Das machen die Republikaner auch im eigenen Land, behaupten wie hypnotisiert, sie hätten ein überwältigendes Votum für ihre Politik erhalten. Knapp die Hälfte der US-Wähler würde dem widersprechen. Doch damit rechtfertigen die Republikaner eine Politik aus dem Weißen Haus, die Millionen Menschen in Angst und Schrecken vor möglicher Abschiebung versetzt und den Staat wie einen Konzern behandelt, an dem sich aller Voraussicht nach nur eine neu definierte Elite bereichern wird: Trump und seine Verbündeten. Das ist die neue Realpolitik.
"Soziale Gerechtigkeit loswerden"
In ihrem Buch "Autocracy, Inc." hat die Autorin Anne Applebaum im vergangenen Jahr die Welt als internationales Netzwerk von Autokraten beschrieben, die einander den Rücken stärken, um zum eigenen Vorteil ihre Geschäfte zu machen. Wird Donald Dealmaker, der transaktionale Trump, diesem exklusiven Club beitreten und sich mit anderen starken Männern die Welt aufteilen? Ein Treffen mit Putin, eine Riviera in Gaza, Kanada als 51. Bundesstaat, eine Kryptostadt in Grönland und die US-Fahne in Panama?
Wie auch immer diese Angelegenheiten ausgehen werden: Putin ist stärker als die Ukraine und deshalb für Trump nützlicher. Warum also noch weiter Geld in Kiews Rachen werfen? Die Autokraten sind in dieser postfaktischen Welt nur jene, die nicht die eigenen Vorstellungen vom Recht des Stärkeren verfolgen. Es ist egal, dass weniger Regeln und Schutzmechanismen immer die Schwächeren schwächen. Oder, wie es zuletzt der republikanische US-Senator Tommy Tuberville ausdrückte: "Wir müssen diesen Nonsens der sozialen Gerechtigkeit endlich loswerden."
In München tönt Vance, in Europa sei niemand an die Wahlurne gegangen, um "die Fluttore für Millionen unüberprüfte Migranten zu öffnen". Na klar, wenn man sonst nichts Inhaltliches sagen darf, prügelt man eben auf die Menschen mit der schwächsten Lobby ein: Schutzsuchende und Einwanderer. Dazu schwadroniert der Vize über seine Vorstellung von Demokratie. Schließlich funktioniert diese auch in den USA. Den Menschen dort wird von rechts vermittelt, das Leben sei ein Verteilungskampf und jeder habe das Recht, nach unten zu treten.

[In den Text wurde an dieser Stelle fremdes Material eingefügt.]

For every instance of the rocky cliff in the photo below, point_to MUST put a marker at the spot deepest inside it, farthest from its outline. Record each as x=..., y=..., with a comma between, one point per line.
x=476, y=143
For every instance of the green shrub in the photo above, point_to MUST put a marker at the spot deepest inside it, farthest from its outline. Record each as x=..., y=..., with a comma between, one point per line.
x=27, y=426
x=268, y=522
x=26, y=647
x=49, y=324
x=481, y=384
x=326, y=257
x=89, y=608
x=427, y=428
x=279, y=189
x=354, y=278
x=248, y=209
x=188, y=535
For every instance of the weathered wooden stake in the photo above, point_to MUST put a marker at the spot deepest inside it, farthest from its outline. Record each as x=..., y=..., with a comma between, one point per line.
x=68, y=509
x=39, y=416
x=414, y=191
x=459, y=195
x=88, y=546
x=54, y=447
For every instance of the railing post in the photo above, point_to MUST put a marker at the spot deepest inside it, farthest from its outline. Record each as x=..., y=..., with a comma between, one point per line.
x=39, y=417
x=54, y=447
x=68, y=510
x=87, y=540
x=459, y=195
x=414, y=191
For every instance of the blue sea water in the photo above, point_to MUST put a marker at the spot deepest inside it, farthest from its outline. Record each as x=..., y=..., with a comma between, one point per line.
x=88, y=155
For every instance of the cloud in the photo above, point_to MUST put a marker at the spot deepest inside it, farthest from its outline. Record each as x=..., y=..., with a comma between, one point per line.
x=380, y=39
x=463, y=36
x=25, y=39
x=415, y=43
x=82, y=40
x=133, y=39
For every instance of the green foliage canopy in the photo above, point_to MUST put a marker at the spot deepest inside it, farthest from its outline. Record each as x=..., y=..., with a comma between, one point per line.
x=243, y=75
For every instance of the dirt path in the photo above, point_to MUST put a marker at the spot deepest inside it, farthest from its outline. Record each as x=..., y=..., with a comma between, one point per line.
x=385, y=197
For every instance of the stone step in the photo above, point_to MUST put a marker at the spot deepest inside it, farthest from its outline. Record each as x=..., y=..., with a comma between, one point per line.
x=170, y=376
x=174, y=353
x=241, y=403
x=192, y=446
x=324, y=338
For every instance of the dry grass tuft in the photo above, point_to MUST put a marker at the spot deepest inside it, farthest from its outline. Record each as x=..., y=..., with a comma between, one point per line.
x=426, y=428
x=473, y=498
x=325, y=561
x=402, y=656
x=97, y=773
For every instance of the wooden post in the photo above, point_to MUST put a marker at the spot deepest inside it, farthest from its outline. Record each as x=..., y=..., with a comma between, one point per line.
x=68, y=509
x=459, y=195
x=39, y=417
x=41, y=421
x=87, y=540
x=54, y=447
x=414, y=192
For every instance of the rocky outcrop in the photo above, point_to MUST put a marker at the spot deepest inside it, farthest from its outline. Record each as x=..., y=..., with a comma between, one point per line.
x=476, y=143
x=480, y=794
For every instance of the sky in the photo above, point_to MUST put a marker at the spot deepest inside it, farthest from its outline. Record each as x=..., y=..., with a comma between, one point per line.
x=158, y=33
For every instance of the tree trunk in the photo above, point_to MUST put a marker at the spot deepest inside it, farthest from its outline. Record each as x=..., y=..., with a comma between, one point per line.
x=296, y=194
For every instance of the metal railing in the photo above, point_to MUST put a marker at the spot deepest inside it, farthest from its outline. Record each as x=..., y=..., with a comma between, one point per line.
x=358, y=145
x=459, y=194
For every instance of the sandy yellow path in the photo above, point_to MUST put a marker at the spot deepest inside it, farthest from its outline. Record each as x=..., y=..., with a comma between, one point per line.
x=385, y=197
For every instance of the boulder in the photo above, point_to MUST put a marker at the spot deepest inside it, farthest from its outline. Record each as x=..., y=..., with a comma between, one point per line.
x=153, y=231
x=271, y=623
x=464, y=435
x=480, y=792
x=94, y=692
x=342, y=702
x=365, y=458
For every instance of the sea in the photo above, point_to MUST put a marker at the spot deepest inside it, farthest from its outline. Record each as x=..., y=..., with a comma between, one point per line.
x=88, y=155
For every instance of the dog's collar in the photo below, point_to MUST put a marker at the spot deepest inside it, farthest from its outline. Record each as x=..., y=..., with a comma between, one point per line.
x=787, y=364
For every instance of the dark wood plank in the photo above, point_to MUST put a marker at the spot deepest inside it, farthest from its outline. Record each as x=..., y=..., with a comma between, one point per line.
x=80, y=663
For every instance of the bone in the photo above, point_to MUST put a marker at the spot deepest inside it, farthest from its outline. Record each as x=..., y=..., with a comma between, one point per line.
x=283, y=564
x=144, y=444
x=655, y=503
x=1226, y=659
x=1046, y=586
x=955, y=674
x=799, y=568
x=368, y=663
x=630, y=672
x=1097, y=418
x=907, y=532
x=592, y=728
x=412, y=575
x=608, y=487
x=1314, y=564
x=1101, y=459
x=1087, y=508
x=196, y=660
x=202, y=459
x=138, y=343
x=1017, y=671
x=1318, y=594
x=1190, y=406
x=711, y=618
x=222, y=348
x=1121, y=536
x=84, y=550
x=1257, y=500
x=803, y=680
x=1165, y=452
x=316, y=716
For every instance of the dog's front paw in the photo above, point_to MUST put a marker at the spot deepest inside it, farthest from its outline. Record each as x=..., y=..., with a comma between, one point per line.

Fernsehshow im Oval Office
Eben so haben Trump und Vance die Wahl gewonnen. Nun sonnen sie sich im Erfolg und lassen es Europa mit aller Überheblichkeit spüren. "Wenn wir zehn Jahre Greta Thunberg überleben können, könnt ihr ein paar Monate Elon Musk überleben", scherzt Vance mit einem schiefen Vergleich auf der Bühne. Niemand im Publikum lacht.
Während der Präsident in Washington seine Fernsehshow im Oval Office abhält, Dekrete unterschreibt und Lakaien um sich schart, seine rechte Hand Elon Musk ganze Ministerien einstampfen möchte, ist der Kongress nur Nebensache. Das Weiße Haus stellt Gerichte infrage, ignoriert Urteile; pfeift Staatsanwaltschaften zurück, die gegen politische Verbündete ermitteln; reißt die Verteidigung der Bürgerrechte ein. Ist das die Demokratie, die Vance für Europa anmahnt?